Thu Nov 28, 2019, 05:21 PM
Nov 2019

About around 1/4 cup in about 1/2 gallon of soup ... don't want it pasty or anything

There are some other soups I love cream in though, a'course. I made a imitation of the Sausage/Kale/Potato soup they have at Olive Garden, one of favorite soups ever, a few months back ... cream is a critical component. Came out damn good if I say so myself.

procon

(15,805 posts)
5. Do it both ways.
Thu Nov 28, 2019, 04:58 PM
Nov 2019

Start with your clear broth soup, enjoy it for a couple of days then transform it into a thick and creamy soup to finish.

I thicken the soup with a peppery roux with 2 cups cheddar melted in. You can also use instant potato flakes or leftover mashed potatoes to thicken. I like to add some dumplings to the pot, too.

 

mr_lebowski

(33,643 posts)
7. Yeah, I've done that before too, for sure!
Thu Nov 28, 2019, 05:22 PM
Nov 2019

Decided to do a light thickening from the start though this time. I like how it pulls the floating fat down from the top and kinda mixes it throughout the soup.

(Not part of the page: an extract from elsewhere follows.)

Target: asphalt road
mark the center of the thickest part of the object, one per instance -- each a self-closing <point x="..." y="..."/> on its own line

I should try the roux method ... I just put the flour in cool water and pour it in. Roux is probably better come to think of it

flor-de-jasmim

(2,125 posts)
10. Clear, but with some spices:
Thu Nov 28, 2019, 06:39 PM
Nov 2019

Cloves of garlic
Fresh ginger
Cumin
Turmeric

When the soup is nearly finished, I drop a couple of eggs into the hot soup and use a fork to swish them around until the soup is cloudy, then I squeeze fresh lemon in to finish.

For a substantial soup for 2 I use about 2 tbsp cumin and a little less turmeric, 1 tbsp chopped ginger and 3-5 cloves garlic, 2 eggs and one-half lemon.